Born: 1803-04-01 Bristol, New York

Died: 1878-03-04 Lockport, Illinois

William Gooding was a civil engineer, merchant, railroad executive, and public works board member. He first worked as an engineer on the Welland Canal in Canada, starting in 1827, under an apprenticeship with the project's resident engineer. He returned to the United States in the spring of 1829, and worked as a merchant in Lockport, New York for a time before returning to engineering work in Ohio. There he served as an assistant engineer for the state, aiding in the construction of a canal from Cleveland to Portsmouth. In May 1832 in Troy, New York, he married Anna M. Cutting, with whom he eventually had at least seven children. He returned to Ohio after his marriage, but relocated to Chicago in May 1833, squatting upon land his father and brothers had previously occupied. After conducting a survey for the Wabash and Erie Canal for the Commissioners of Public Works in Indiana in 1835-36, he was selected as the chief engineer of the Illinois and Michigan Canal. He held this position until 1848, also worked as a United States Engineer, and completed work for the city of Chicago while the canal was under construction. By 1850, he was doing well enough that, even with his large family, he owned $5,500 in real estate. In 1855, he and his business partners formed the Joliet and Chicago Railroad, of which he eventually became president. From 1849 until after the Civil War, he served on the Illinois and Michigan Canal's Board of Trustees as its secretary and assistant treasurer.

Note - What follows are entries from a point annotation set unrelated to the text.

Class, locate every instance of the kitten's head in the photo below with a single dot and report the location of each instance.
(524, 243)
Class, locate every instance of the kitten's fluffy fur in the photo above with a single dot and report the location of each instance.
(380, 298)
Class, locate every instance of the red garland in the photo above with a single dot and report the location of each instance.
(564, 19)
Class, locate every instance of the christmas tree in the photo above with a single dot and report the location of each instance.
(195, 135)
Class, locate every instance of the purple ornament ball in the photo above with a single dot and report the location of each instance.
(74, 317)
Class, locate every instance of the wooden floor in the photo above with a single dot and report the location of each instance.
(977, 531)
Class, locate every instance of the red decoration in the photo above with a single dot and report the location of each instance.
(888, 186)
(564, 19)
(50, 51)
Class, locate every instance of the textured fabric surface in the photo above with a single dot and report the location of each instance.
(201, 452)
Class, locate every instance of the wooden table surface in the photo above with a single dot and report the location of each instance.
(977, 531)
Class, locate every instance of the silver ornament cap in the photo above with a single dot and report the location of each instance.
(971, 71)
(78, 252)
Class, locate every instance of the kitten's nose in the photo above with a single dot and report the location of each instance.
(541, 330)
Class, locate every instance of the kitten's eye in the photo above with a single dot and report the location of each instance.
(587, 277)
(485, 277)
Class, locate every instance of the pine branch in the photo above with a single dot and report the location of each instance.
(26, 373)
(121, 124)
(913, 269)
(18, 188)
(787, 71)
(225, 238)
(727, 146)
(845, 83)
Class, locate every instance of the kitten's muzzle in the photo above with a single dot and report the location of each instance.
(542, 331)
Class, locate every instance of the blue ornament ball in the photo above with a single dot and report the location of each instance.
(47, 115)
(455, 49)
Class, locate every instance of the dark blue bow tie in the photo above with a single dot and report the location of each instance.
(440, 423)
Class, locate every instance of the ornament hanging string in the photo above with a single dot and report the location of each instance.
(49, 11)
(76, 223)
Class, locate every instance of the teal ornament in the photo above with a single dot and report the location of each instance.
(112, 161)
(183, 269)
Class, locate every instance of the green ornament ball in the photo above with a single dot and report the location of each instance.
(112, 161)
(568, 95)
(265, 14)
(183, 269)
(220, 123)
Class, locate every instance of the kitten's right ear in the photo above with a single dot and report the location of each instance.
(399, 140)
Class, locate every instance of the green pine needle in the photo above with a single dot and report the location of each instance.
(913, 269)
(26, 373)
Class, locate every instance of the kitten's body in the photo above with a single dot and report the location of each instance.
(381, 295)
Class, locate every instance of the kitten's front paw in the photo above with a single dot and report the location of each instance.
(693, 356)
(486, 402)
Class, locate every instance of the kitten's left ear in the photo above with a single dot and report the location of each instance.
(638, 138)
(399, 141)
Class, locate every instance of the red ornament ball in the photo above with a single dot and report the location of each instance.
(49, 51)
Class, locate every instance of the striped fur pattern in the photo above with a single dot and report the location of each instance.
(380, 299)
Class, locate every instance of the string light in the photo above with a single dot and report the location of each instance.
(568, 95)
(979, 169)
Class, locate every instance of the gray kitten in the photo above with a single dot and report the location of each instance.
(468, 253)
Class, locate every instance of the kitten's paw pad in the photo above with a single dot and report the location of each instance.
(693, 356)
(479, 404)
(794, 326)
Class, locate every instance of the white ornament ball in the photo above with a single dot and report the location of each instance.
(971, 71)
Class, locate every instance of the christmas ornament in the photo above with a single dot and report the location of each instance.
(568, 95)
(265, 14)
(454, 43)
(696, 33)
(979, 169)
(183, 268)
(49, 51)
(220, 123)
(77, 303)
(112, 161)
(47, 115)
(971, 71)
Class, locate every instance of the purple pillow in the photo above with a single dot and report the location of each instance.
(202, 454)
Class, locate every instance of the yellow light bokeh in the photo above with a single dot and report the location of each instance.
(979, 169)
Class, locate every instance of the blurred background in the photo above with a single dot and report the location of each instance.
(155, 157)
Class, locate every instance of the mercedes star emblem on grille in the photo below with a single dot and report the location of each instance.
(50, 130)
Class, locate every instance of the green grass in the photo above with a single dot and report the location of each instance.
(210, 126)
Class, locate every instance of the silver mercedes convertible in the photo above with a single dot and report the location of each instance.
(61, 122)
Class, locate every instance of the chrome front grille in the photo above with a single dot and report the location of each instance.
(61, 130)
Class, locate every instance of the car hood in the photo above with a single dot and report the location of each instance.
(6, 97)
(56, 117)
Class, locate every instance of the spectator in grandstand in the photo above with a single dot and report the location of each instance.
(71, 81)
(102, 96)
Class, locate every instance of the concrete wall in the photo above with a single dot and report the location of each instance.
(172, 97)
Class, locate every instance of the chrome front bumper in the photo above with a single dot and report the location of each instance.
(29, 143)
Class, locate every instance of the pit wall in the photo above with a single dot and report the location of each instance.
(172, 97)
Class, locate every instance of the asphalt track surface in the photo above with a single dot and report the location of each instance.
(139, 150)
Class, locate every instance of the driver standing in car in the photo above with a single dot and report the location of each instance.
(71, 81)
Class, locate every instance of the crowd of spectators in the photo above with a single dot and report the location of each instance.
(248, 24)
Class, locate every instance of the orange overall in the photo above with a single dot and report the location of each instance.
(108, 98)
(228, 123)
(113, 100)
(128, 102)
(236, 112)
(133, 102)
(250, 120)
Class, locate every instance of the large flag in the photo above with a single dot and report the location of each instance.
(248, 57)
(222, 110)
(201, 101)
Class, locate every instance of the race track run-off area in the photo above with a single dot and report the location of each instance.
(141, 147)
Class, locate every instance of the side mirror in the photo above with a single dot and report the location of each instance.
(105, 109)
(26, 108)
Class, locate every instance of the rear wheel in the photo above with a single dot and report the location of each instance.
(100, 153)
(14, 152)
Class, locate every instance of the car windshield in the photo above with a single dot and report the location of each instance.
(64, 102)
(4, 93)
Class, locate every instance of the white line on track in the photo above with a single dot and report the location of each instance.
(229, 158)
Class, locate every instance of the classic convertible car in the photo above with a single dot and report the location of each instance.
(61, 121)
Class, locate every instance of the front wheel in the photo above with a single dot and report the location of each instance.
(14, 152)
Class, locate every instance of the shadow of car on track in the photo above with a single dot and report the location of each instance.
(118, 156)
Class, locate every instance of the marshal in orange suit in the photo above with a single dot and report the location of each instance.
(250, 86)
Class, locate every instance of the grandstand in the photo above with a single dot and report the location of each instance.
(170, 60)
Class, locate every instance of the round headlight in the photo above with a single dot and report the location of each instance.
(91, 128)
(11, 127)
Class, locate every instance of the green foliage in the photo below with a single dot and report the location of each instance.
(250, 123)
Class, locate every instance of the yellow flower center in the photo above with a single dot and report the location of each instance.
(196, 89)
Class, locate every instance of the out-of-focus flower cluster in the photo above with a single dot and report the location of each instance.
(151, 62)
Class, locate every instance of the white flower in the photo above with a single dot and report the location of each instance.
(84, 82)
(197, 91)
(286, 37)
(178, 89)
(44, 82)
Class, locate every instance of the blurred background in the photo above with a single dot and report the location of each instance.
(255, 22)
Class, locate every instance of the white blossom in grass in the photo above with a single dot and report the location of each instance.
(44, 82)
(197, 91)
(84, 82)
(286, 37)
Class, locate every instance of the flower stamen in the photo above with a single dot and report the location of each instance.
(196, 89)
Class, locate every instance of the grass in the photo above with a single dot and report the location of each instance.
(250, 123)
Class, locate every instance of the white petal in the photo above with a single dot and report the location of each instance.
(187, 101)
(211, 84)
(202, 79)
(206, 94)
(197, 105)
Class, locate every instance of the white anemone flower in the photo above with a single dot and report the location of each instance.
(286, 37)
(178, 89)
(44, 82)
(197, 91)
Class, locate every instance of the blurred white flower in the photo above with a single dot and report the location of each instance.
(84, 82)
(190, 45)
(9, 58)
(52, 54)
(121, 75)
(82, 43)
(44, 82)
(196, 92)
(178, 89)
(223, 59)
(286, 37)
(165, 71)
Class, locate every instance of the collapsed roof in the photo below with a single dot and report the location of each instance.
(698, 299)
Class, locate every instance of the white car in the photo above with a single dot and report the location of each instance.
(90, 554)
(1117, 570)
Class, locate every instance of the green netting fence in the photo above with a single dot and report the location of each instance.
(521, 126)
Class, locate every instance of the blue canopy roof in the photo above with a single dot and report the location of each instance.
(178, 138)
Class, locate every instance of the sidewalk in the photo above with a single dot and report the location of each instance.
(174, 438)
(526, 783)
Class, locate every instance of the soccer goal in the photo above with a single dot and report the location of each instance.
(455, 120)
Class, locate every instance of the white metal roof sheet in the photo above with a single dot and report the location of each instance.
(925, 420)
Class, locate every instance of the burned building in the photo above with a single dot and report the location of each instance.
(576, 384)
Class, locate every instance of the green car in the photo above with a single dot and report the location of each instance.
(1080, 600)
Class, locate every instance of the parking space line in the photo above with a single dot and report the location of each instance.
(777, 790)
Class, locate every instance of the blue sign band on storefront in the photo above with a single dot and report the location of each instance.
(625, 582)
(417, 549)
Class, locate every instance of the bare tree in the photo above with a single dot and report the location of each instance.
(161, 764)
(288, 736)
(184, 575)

Roberta M. Styran and Robert R. Taylor, This Great National Object: Building the Nineteenth-Century Welland Canals (Montreal: McGill-Queen's University, 2012), 78, 81; The History of Will County, Illinois (Chicago: Wm. Le Baron, Jr., 1878), 302; U.S. Census Office, Seventh Census of the United States (1850), Lockport, Will County, IL, 20; “An Act to Construct a Railroad from Joliet to Chicago,” 15 February 1855, Private Laws of Illinois (1855), 263; Engineering News (Chicago: Geo. H. Frost, 1878), 5:83; Gravestone, Lockport Cemetery, Lockport, IL.